Где-то вдалеке раздался истошный многоголосый лай. Сенатор вздрогнул.
— Это охотятся за мной? — испуганно спросил он. — От моих друзей из лево-правой можно ожидать чего угодно!
— К сожалению, не за вами, — учтиво сказал Генри. — Это — за котом. Простите, сенатор, сюда идут. Ого, сколько их! Мне нечего делать в таком избранном обществе. Желаю вам, сэр, быть счастливо доставленным в сенат. Передайте привет коллегам!
Генри завернул за ближайшую афишу, потом сделал еще несколько шагов и забрался… в фонарный столб.
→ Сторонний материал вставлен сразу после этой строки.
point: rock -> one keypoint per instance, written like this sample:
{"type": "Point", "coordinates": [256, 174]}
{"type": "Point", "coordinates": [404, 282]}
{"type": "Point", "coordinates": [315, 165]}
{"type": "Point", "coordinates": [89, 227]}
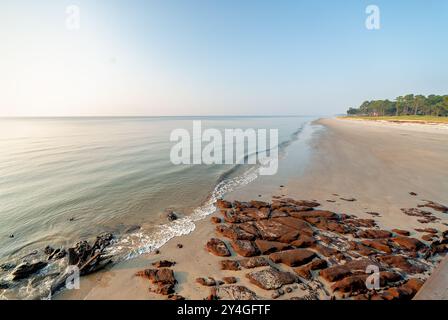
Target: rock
{"type": "Point", "coordinates": [26, 269]}
{"type": "Point", "coordinates": [231, 216]}
{"type": "Point", "coordinates": [163, 279]}
{"type": "Point", "coordinates": [234, 233]}
{"type": "Point", "coordinates": [380, 245]}
{"type": "Point", "coordinates": [401, 232]}
{"type": "Point", "coordinates": [408, 243]}
{"type": "Point", "coordinates": [270, 278]}
{"type": "Point", "coordinates": [163, 264]}
{"type": "Point", "coordinates": [374, 234]}
{"type": "Point", "coordinates": [48, 250]}
{"type": "Point", "coordinates": [208, 282]}
{"type": "Point", "coordinates": [361, 248]}
{"type": "Point", "coordinates": [90, 258]}
{"type": "Point", "coordinates": [234, 292]}
{"type": "Point", "coordinates": [272, 230]}
{"type": "Point", "coordinates": [364, 223]}
{"type": "Point", "coordinates": [171, 216]}
{"type": "Point", "coordinates": [413, 284]}
{"type": "Point", "coordinates": [223, 204]}
{"type": "Point", "coordinates": [267, 247]}
{"type": "Point", "coordinates": [428, 237]}
{"type": "Point", "coordinates": [230, 265]}
{"type": "Point", "coordinates": [133, 228]}
{"type": "Point", "coordinates": [217, 247]}
{"type": "Point", "coordinates": [259, 204]}
{"type": "Point", "coordinates": [215, 220]}
{"type": "Point", "coordinates": [305, 215]}
{"type": "Point", "coordinates": [245, 248]}
{"type": "Point", "coordinates": [402, 263]}
{"type": "Point", "coordinates": [339, 272]}
{"type": "Point", "coordinates": [305, 271]}
{"type": "Point", "coordinates": [426, 215]}
{"type": "Point", "coordinates": [57, 254]}
{"type": "Point", "coordinates": [331, 225]}
{"type": "Point", "coordinates": [435, 206]}
{"type": "Point", "coordinates": [304, 241]}
{"type": "Point", "coordinates": [428, 230]}
{"type": "Point", "coordinates": [348, 199]}
{"type": "Point", "coordinates": [351, 283]}
{"type": "Point", "coordinates": [293, 258]}
{"type": "Point", "coordinates": [7, 266]}
{"type": "Point", "coordinates": [253, 262]}
{"type": "Point", "coordinates": [229, 280]}
{"type": "Point", "coordinates": [325, 251]}
{"type": "Point", "coordinates": [175, 297]}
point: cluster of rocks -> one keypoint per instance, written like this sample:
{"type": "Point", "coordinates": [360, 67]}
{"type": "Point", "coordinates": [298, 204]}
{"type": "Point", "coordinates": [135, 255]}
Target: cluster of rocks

Не удивляйтесь, пожалуйста, этот столб не был столбом. Просто так ловко была свернута из серой фанеры труба — бренный остаток некогда великолепной рекламы телеграфного оборудования фирмы «Суккен и сын». Труба была тесновата, но достаточно удобна для наблюдения: сквозь пробитые гвоздями дырочки можно было отлично видеть все происходящее вокруг.
…Сенатора окружили одетые в штатское полицейские. Портфеллер некоторое время протестующе жестикулировал, а затем покорно побрел к машинам.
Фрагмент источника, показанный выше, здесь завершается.